Is there a better solution for what I'm doing, and does anyone have any suggestions as to learning how to to use OpenCV?
Thanks
I have had similar problems getting started with OpenCV and from my experience this is actually the biggest hurdle to learning it. Here is what worked for me:
This book: "OpenCV 2 Computer Vision Application Programming Cookbook." It's the most up-to-date book and has examples on how to solve different Computer Vision problems (You can see the table of contents on Amazon with "Look Inside!"). It really helped ease me into OpenCV and get comfortable with how the library works.

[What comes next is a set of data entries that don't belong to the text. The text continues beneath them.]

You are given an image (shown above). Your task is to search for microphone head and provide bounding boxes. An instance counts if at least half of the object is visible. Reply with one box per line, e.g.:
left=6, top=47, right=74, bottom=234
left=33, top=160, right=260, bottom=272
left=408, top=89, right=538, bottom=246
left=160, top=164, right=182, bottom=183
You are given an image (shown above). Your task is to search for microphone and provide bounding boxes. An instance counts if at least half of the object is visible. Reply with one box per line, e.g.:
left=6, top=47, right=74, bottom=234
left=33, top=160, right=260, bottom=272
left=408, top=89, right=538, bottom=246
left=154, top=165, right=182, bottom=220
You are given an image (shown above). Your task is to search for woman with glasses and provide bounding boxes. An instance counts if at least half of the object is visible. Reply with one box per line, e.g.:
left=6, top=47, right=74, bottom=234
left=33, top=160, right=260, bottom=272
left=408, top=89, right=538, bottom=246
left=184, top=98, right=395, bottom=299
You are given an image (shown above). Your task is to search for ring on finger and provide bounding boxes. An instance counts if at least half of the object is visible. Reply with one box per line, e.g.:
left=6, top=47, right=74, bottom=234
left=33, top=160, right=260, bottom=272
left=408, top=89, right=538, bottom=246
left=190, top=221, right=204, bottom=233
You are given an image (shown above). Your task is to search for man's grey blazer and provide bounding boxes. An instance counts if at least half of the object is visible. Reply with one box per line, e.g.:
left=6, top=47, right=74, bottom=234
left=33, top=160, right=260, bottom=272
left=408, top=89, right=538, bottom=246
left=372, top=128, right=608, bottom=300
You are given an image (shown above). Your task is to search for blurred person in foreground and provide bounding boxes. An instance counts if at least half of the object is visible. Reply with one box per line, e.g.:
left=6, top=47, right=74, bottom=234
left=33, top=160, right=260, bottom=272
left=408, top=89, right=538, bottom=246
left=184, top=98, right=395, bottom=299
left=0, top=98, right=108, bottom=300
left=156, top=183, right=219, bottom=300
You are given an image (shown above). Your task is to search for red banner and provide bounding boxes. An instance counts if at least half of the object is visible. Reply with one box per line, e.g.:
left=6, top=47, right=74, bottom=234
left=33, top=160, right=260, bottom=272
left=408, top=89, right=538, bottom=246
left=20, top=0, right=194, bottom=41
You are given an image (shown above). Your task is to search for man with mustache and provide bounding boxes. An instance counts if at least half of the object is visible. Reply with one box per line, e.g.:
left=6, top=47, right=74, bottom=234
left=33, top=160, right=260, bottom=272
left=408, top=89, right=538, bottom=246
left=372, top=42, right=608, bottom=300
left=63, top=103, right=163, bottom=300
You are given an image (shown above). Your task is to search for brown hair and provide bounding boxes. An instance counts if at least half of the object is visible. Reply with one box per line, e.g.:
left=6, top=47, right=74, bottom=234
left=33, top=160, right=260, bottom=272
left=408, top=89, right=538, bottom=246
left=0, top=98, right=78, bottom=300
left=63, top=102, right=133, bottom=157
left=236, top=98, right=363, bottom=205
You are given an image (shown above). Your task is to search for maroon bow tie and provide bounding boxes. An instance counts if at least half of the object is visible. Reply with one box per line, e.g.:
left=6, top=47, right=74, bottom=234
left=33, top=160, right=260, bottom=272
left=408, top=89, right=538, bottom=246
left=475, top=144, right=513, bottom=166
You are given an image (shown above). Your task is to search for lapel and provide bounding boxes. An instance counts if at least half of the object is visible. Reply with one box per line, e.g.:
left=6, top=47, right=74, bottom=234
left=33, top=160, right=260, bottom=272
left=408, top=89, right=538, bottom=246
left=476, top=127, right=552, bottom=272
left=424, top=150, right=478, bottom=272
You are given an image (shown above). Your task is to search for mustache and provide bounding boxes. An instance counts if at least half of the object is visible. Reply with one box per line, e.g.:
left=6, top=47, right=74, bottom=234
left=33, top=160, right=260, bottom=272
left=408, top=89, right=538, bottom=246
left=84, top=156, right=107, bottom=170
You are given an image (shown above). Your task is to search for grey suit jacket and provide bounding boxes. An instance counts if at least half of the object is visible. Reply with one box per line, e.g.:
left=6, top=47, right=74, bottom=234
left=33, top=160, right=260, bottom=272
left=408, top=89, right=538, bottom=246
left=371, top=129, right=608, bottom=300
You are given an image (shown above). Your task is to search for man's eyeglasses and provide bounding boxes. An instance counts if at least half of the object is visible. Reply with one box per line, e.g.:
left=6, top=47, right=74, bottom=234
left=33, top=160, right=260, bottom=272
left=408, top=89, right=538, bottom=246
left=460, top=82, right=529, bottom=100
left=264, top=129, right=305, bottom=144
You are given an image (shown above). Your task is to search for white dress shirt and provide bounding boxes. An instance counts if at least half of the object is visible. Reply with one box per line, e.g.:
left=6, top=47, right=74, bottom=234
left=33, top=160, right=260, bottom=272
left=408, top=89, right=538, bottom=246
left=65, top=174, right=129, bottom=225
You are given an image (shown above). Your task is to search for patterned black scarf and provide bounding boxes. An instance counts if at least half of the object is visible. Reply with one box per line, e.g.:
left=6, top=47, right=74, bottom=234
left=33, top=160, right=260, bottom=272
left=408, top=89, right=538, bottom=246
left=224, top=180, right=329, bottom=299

Like have others have said, the samples are very helpful. For things that the book skips or covers only briefly you can usually find more detailed examples when looking through the samples. You can also find different ways of solving the same problem between the book and the samples. For example, for finding keypoints/features, the book shows an example using FAST features:
vector<KeyPoint> keypoints;
FastFeatureDetector fast(40);
fast.detect(image, keypoints);
But in the samples you will find a much more flexible way (if you want to have the option of choosing which keypoint detection algorithm to use):
vector<KeyPoint> keypoints;
Ptr<FeatureDetector> featureDetector = FeatureDetector::create("FAST");
featureDetector->detect(image, keypoints);
From my experience things eventually start to click and for more specific questions you start finding up-to-date information on blogs or right here on StackOverflow.
Let me add a couple of things. First, I can assure you that the Python bindings to OpenCV work on a Mac. I use them every day.
Many people like OpenCV for many reasons:
The license is good, friendly to integration into commercial products, etc.
It is quite good from a technical stand point. It gives you a reference implementation of state of the art algorithms.
It tends to be quite fast compared to the alternatives (Matlab I'm looking at you).
Like everything in life, it is not perfect:
It is a good example of a software library that is a moving target.
I have a 300 line python program that uses OpenCV and every few
months when a new version of OpenCV is released I have to change it
to adapt to the new function names/calling conventions, etc. The
library does advance, a lot, however it is a pain to have to change
the same program 3 times per year.
It has a learning curve, like computer vision itself, it is quite
technical and not easy to learn.
There are alternatives (with other pros and cons) MATLAB with the Image Processing Toolbox is one such example.
The simplest answer that comes to mind, is to read the example code with a bit of understanding, and to try out if Your ideas work. The api does change, and most of the tutorials are writen for the first versions of OpenCV, and it looks that nobody bothered to rewrite them. Nevertheless the core ideas behind it are not changing. So if You find a tutorial answering Your questions, but written in old API just look in the documentation for modern replacements of used functions. It’s not easy and quick, but looks like it works. If You use the newest (actually 2.3) version, I suggest using both the 2.1 documntation and 2.3 docs + tutorials . You should also look into the samples, which should have been installed alongside the library. There are lots of hints about how to use certain structures and tricks that weren't mentioned in documentation. Finally, don't be afraid to look inside the code of the library itself (if You compiled it on Your own). Unfortunately, thats the only source I know to check for example what code corresponds to which type of Mat object.